I realize the "MMORPG gaming has a bleak future" theme makes a regular appearance on this forum, but with the bankruptcy of 38 Studios, I think there are some ideas that need serious consideration. Very succinctly, here is what I think is worth considering.
Thesis: Ongoing failures and weakness in the MMORPG industry are due, not to bad management or other variables that can be controlled, but to the nature of the product. MMORPGs suffer from heavy network effects and high switching costs, as well as very large fixed costs, which combined mean it is an industry very likely to be dominated by one major game, with all other competitors either filling small niches, or (more likely) failing spectacularly. The cost of MMORPGs, and their reputations as expensive failures, will lead game companies to develop fewer MMORPGs, with MOBAs, MMOFPSs, and MMORTSs filling the gap.
So let me explain what some of that businesspeak means.
Network Effects: A product with a network effect is a product whose worth depends on how many other people use it. An operating system has a network effect; a graphics card does not. The more people that use your operating system, the more useful it is; but you get the same use out of a graphics card regardless of how many other people use the same one. A single-player game has very little network effect; an MMORPG has a huge network effect. In marketing, where goods have high network effects, it is highly likely that one product will soon come to dominate the industry, because the more people use that product, the more valuable it becomes.
Switching Costs: This is what it sounds like: the cost of switching from one product to another. The cost (in time and effort) of switching web browsers is relatively low; the cost (again, in time and effort) of switching operating systems is high. FPSs have very little switching cost - you can be fully up to speed in a new one in very short order, while MMORPGs have a huge switching cost, in terms of the time needed to get up to where other players are at (a month of heavy gaming, sometimes more). Again, this leads to the dominance of one product over the industry.
Fixed Costs: This is the minimum cost for getting a good out to market, regardless of how many units are sold. For a computer game, nearly all of the cost is fixed; in fact, MMORPGs are the rare exception of a game that requires a large variable cost (e.g., server maintenance and customer support). But as large as the variable costs are for MMORPGs, the fixed cost, of simply getting the game out to market, is absolutely huge - an order of magnitude, if not multiple orders of magnitude, larger than for other games. The staff required to get an MMORPG to market can be ten, or even a hundred, times the staff required to get a strategy or action game to market.

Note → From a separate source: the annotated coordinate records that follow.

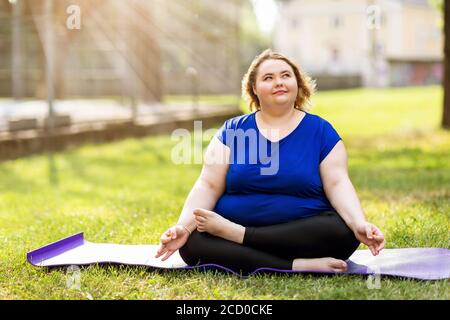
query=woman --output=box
[156,49,385,272]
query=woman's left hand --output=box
[353,222,386,256]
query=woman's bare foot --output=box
[292,258,347,272]
[194,208,245,244]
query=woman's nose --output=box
[275,78,283,87]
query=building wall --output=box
[275,0,443,88]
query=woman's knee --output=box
[178,230,202,266]
[331,213,360,260]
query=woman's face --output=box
[253,59,298,108]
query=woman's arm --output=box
[155,137,230,261]
[320,140,366,230]
[178,137,230,232]
[320,140,385,255]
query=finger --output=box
[366,225,372,240]
[161,250,175,261]
[161,239,172,245]
[155,247,167,258]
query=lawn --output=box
[0,87,450,299]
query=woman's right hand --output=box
[155,225,190,261]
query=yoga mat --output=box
[27,232,450,280]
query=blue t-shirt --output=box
[214,111,341,226]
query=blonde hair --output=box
[241,49,316,111]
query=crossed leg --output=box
[180,209,359,272]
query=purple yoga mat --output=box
[27,233,450,280]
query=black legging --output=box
[179,211,360,273]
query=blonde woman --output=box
[156,49,385,273]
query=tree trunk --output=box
[442,0,450,129]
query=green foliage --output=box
[0,87,450,299]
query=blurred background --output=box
[0,0,444,158]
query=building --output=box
[274,0,443,89]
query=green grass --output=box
[0,87,450,299]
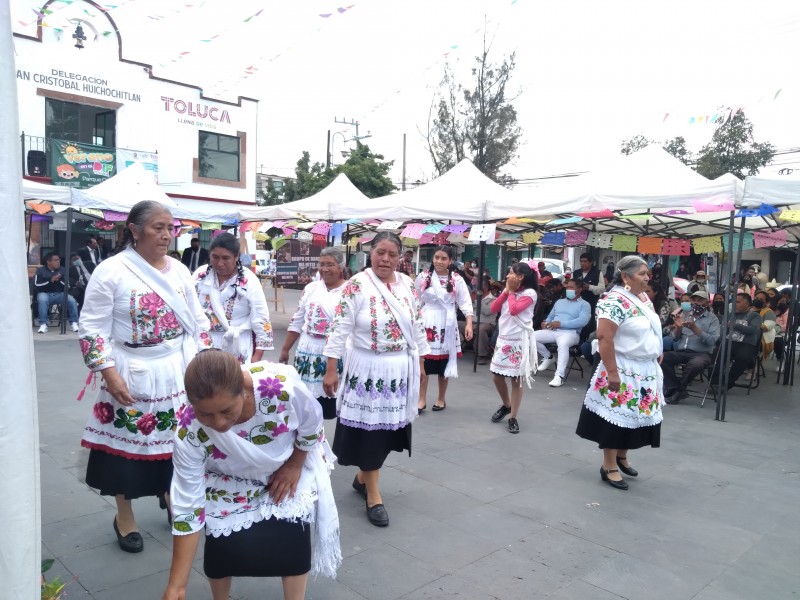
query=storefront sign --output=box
[50,140,117,188]
[275,240,321,287]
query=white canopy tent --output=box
[22,179,72,204]
[239,173,370,221]
[504,146,737,219]
[332,158,513,222]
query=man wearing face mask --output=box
[686,271,708,294]
[534,280,591,387]
[661,291,720,404]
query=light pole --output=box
[328,131,347,168]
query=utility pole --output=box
[333,117,372,142]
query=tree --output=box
[620,133,655,156]
[425,33,522,183]
[662,135,693,165]
[282,141,395,202]
[695,108,775,179]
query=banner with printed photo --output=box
[117,148,158,183]
[50,140,117,188]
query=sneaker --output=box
[538,356,556,371]
[492,404,511,423]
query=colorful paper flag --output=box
[611,235,638,252]
[638,236,664,254]
[661,238,692,256]
[564,229,589,246]
[542,231,566,246]
[753,229,787,248]
[586,231,614,248]
[692,235,722,254]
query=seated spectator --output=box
[712,292,761,390]
[661,291,720,404]
[458,279,497,365]
[69,252,92,312]
[534,280,591,387]
[33,252,78,333]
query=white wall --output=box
[14,2,258,203]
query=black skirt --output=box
[575,405,661,450]
[333,421,411,471]
[86,449,172,500]
[203,517,311,579]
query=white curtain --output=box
[0,2,42,600]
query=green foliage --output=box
[283,142,395,202]
[426,30,522,183]
[620,107,775,179]
[695,109,775,179]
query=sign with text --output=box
[275,240,321,288]
[50,140,117,188]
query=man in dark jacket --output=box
[33,252,78,333]
[181,238,208,273]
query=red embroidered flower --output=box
[92,402,114,425]
[136,413,158,435]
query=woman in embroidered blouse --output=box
[193,233,274,364]
[80,201,211,552]
[278,247,345,419]
[163,349,342,600]
[323,231,430,527]
[414,246,472,413]
[489,262,538,433]
[576,256,663,490]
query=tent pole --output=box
[714,211,736,421]
[472,242,486,373]
[61,208,72,335]
[783,244,800,385]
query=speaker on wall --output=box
[28,150,47,177]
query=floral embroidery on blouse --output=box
[594,369,660,416]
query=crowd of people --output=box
[51,201,790,600]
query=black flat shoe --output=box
[367,504,389,527]
[114,515,144,554]
[492,404,511,423]
[600,467,628,490]
[617,456,639,477]
[353,475,367,500]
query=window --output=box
[45,98,117,148]
[198,131,240,181]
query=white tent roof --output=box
[742,171,800,207]
[239,173,368,221]
[506,146,736,218]
[333,158,512,222]
[22,179,71,204]
[71,163,177,216]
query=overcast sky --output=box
[11,0,800,181]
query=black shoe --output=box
[617,456,639,477]
[492,404,511,423]
[600,467,628,490]
[664,390,689,404]
[508,417,519,433]
[114,515,144,554]
[353,475,367,500]
[367,504,389,527]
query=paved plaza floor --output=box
[34,292,800,600]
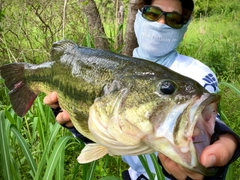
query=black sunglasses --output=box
[140,5,187,29]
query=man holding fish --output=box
[44,0,239,180]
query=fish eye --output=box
[160,80,177,95]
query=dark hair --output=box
[138,0,194,21]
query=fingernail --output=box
[205,155,216,167]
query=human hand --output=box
[158,134,237,180]
[43,92,73,127]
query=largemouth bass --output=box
[0,40,220,175]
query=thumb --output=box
[200,134,237,167]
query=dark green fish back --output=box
[0,63,37,116]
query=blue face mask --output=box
[133,11,189,67]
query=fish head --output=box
[132,68,220,175]
[89,59,220,175]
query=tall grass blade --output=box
[43,136,72,180]
[0,111,14,180]
[86,161,97,180]
[55,151,65,180]
[34,122,61,180]
[99,176,121,180]
[11,126,37,176]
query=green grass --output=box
[0,0,240,180]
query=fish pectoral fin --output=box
[77,143,108,164]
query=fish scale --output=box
[0,40,220,175]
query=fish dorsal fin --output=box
[50,40,77,61]
[77,143,108,164]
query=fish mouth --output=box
[175,94,220,175]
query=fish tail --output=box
[0,63,37,117]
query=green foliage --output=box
[0,0,240,180]
[194,0,240,18]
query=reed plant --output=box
[0,0,240,180]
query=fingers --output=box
[43,92,59,109]
[200,134,237,167]
[56,110,73,127]
[158,153,203,180]
[43,92,73,127]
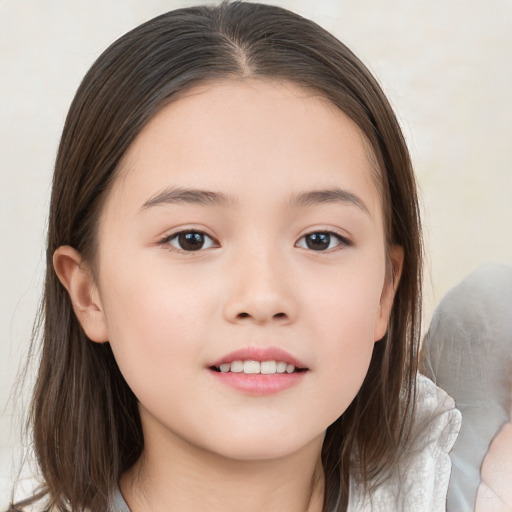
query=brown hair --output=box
[12,2,421,512]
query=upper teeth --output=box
[219,361,295,375]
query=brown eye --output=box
[166,231,216,252]
[297,231,350,251]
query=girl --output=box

So, take an industry where it costs a huge amount to develop a game, and factor in that players are going to be very reluctant to switch games because of the risks involved (that their friends won't come over and join them) and the costs involved (weeks, even months, of getting up to speed), and what you have is an industry where there will be one game that owns the industry, and makes money hand over fist, while other game companies either fail or linger in the shadows with few players.
This can be seen perfectly clearly, because there is an industry where it is already the case: CCGs. The CCG industry is a one-game industry (OK, maybe two games, but even then, one clearly dominates); network effects, yes, switching costs, yes, high fixed costs, yes. Chances of anyone breaking MTG's death grip on the industry are low; and that has less to do with the quality of the product (which is high, if expensive) than it has to do with the simple structure of the industry.
Conclusion: Given all of the above, chances of anyone unseating World of Warcraft are low; but worse, chances of anyone pulling enough players away from World of Warcraft to simply be profitable on an ongoing basis - other than as a niche product keeping a small studio alive - are low. That means we are destined to see more failures, until game companies wise up and forget about trying to win the MMORPG lottery. The lottery numbers have already been pulled, and there's a winner, and it's Blizzard. Instead, game companies will start leaning toward genres where network effects and switching costs are lower, even if fixed costs are still a bit high - hence the increased popularity of MOBAs. Will other game companies be able to unseat League of Legends as the dominant MOBA? Probably not - but it is a whole lot easier to pull gamers away from LoL than it is to pry eight-year veterans away from WoW.